Booking an exhibition venue and renting out the stands is the easy part of running a successful trade show, with a lot of planning, focus and attention needing to be paid for each exhibitor to make the most of their show.
However, whilst it is a lot of hard work and preparation, the results are very much worth it and meeting potential customers in the flesh can increase the chance of conversion, meet fellow industry leaders and create long-term partnerships and contacts.
Here are some top tips to run a successful exhibition of your product.
Start With SMART Goals
Before you are even close to the event venue, it is important to know what you want to get out of it.
As with most goal-setting exercises, one of the best systems to use is SMART:
Whilst “having a good time” and “meeting some customers” are laudable goals, it is best to see exhibitions as part of your marketing and networking, and with that, you should set KPIs in the same way you would an advertising campaign.
Set a target number of potential leads, new partners or contacts you want to meet, and leaflets/other paraphernalia you want to distribute, and set up an action plan to help draw their attention.
Know Where You Stand
If you think of the trade shows and exhibitions you have been to, the ones that stand out the most have unique stands that express your brand’s values, goals and objectives.
There are only three limits to your stand; the amount of space you have at the show, your budget and your imagination, so be sure that planning your stand is one of the first and highest priority tasks.
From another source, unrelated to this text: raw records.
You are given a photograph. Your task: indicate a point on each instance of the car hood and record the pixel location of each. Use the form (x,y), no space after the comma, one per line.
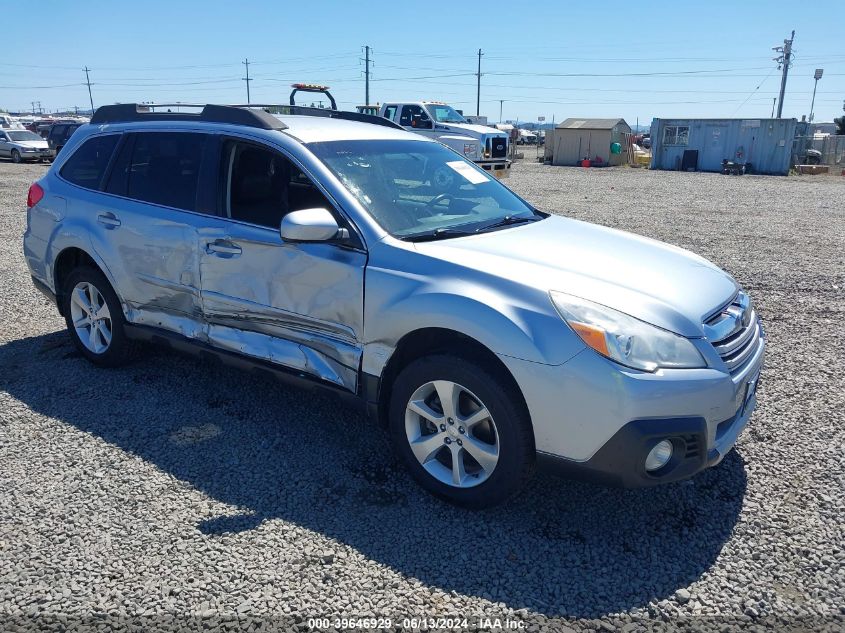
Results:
(653,281)
(471,128)
(36,144)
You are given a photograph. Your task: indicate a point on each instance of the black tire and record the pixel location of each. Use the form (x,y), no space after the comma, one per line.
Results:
(517,453)
(119,350)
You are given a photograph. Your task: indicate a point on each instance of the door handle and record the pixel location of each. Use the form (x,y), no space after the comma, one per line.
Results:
(223,247)
(108,220)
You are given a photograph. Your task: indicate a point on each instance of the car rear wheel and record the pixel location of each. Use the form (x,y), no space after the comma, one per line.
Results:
(461,431)
(94,318)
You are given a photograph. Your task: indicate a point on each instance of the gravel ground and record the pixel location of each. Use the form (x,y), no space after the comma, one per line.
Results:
(172,492)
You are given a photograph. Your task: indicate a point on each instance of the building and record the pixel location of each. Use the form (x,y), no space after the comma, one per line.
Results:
(764,145)
(573,140)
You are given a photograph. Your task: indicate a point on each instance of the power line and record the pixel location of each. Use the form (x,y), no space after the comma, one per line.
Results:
(478,93)
(88,81)
(366,75)
(247,79)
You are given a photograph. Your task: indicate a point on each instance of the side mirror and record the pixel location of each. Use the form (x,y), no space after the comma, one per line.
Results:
(309,225)
(421,123)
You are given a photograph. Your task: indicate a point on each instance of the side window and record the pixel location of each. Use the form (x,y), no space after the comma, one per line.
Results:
(164,168)
(408,114)
(88,164)
(262,186)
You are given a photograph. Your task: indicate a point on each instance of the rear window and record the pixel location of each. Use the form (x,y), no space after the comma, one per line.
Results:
(164,168)
(88,164)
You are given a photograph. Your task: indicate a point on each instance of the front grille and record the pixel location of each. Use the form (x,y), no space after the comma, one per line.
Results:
(498,147)
(735,331)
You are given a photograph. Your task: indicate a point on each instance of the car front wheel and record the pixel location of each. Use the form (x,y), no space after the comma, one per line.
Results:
(461,431)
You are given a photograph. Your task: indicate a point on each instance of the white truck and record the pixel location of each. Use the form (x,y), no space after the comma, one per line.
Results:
(485,146)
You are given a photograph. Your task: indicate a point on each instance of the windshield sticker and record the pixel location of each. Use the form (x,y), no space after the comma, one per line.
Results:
(473,175)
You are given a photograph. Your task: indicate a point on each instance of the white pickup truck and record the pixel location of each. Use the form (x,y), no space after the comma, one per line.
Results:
(485,146)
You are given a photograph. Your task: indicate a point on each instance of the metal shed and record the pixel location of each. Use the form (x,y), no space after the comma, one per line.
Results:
(764,143)
(575,139)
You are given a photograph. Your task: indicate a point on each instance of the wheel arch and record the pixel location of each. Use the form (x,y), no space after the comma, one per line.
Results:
(68,260)
(436,340)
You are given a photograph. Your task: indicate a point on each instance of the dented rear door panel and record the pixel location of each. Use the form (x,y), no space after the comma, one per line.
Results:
(297,305)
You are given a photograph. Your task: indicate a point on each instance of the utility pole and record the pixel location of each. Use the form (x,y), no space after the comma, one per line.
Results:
(784,60)
(366,75)
(816,76)
(478,95)
(245,62)
(88,81)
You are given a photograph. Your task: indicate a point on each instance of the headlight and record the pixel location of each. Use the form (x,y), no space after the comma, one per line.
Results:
(623,338)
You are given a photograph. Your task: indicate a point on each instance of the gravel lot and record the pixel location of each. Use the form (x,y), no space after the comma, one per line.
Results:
(173,492)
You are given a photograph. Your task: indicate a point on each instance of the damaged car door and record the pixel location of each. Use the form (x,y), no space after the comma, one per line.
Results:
(147,229)
(296,304)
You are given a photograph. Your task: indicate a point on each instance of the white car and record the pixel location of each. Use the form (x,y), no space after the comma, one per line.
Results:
(22,145)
Tactility is the reason why exhibitions are such an effective marketing tool in the first place, to take full advantage of different senses with your stand.
Break The Ice
The hardest part of telling people about your business is introducing yourself. Exhibitions are often very busy affairs with delegates spending precious little time glancing at each stand, especially ones they are less familiar with.
Have a relevant, but unique demonstration that creates curiosity and gets people to ask questions related to your brand.
One of the best examples of this was Elisha Otis, inventor of the safety lift, who demonstrated its ability in the most visceral way possible by getting an assistant to cut the cable supporting his lift, activating the emergency lock automatically and eliciting gasps from the audience.
Fortune favours the brave, and getting noticed requires imagination and guts.
Open The Floor
Never ask a question with a simple answer, because that answer will be short and the conversation will end with it.
Open questions, especially ones which generate a sense of fascination and interest, are a great way to get a potential client to start to open up about what their needs are and open up the longer discussions that will give you a chance to show what you can really do.
Even if you do not give the full pitch during this conversation, it still opens the door to continue a discussion and leaves the delegate with a positive impression of you.